0SEC Staff Shortens Minimum Tender Offer Period for Certain All-Cash Offerings to 10 Business Days
On April 16, the Division of Corporation Finance (the Division) of the Securities and Exchange Commission (the SEC or the Commission) issued a new Exemptive Order under Exchange Act Rules 13e 4(f)(1)(i) and 14e 1(a) that reduces the minimum tender offer period for all cash, fixed price domestic tender offers from 20 to 10 business days. The Division issued the Exemptive Order to address market inefficiencies, better reflect technological advancements, and reduce exposure to market fluctuations, marking a meaningful shift in the regulatory framework governing tender offer timing.
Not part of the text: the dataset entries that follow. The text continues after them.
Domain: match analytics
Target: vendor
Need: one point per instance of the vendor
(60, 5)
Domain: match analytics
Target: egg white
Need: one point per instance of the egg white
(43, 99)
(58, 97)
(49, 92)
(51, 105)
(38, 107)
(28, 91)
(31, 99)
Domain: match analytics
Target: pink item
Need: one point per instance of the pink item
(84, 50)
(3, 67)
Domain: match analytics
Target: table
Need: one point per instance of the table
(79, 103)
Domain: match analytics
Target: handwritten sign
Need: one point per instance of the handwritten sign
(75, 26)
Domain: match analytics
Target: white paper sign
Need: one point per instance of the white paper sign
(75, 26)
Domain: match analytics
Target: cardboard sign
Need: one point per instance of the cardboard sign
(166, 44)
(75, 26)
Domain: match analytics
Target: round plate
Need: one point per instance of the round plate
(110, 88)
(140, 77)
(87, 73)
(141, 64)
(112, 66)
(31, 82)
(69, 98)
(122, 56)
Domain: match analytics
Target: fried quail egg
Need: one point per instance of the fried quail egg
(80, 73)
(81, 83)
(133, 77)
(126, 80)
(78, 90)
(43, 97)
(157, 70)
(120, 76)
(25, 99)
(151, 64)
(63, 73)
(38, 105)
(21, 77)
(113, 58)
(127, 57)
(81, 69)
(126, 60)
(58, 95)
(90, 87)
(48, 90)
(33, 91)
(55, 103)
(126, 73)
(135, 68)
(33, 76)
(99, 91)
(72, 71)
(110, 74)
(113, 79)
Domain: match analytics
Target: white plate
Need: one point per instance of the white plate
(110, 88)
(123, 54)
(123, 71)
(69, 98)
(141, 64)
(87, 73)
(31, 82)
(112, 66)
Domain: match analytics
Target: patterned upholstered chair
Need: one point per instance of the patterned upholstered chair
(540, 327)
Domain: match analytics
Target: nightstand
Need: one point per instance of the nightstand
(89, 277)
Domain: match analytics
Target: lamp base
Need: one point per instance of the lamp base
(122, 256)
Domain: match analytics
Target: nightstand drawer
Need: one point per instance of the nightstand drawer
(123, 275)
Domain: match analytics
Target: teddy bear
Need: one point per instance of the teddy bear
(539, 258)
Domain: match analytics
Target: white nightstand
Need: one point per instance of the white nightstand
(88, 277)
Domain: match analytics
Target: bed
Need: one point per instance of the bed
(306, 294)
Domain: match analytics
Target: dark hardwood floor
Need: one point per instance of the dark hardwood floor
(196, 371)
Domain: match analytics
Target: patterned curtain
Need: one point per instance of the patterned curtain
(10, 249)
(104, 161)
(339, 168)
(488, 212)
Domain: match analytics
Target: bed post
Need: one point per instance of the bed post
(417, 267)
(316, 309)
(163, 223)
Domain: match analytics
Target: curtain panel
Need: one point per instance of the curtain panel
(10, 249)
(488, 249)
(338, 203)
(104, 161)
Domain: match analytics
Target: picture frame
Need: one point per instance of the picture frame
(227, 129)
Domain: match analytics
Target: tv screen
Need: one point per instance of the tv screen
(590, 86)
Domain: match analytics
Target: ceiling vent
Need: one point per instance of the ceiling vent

Critically, this is a standing, general exemption — it applies automatically to qualifying transactions without the need to file an individual exemptive relief request with Division staff. Besides being limited to all-cash, non-cross-border tender offers, the relief is subject to the following additional conditions for equity securities of reporting companies:
- The tender offer must be subject to the provisions of Regulation 14D or Rule 13e-4 under the Exchange Act.
- If subject to Regulation 14D (i.e., a third-party offer), the offer must be made pursuant to a negotiated merger agreement or similar business combination agreement, must be made for all outstanding securities of the subject class, and a Schedule 14D-9 must be filed and disseminated by the subject company no later than 5:30 p.m. Eastern time on the first business day following commencement.
- If subject to Rule 13e-4 (i.e., an issuer tender offer), the offer must be made for less than all outstanding securities of the subject class.
- The tender offer must be announced in a press release issued through a widely disseminated news or wire service by 10:00 a.m. Eastern time on the date of commencement, including basic terms of the offer and an active hyperlink to a website where security holders may access the offer materials.
- Any increase or decrease in the percentage of securities sought (other than acceptance of an additional amount not exceeding 2% of subject securities) or change in consideration must be communicated by press release or public announcement no later than 9:00 a.m. Eastern time on the fifth business day before expiration.
- Any other material change in the terms of the offer must be communicated no later than 9:00 a.m. Eastern time on the second business day before expiration.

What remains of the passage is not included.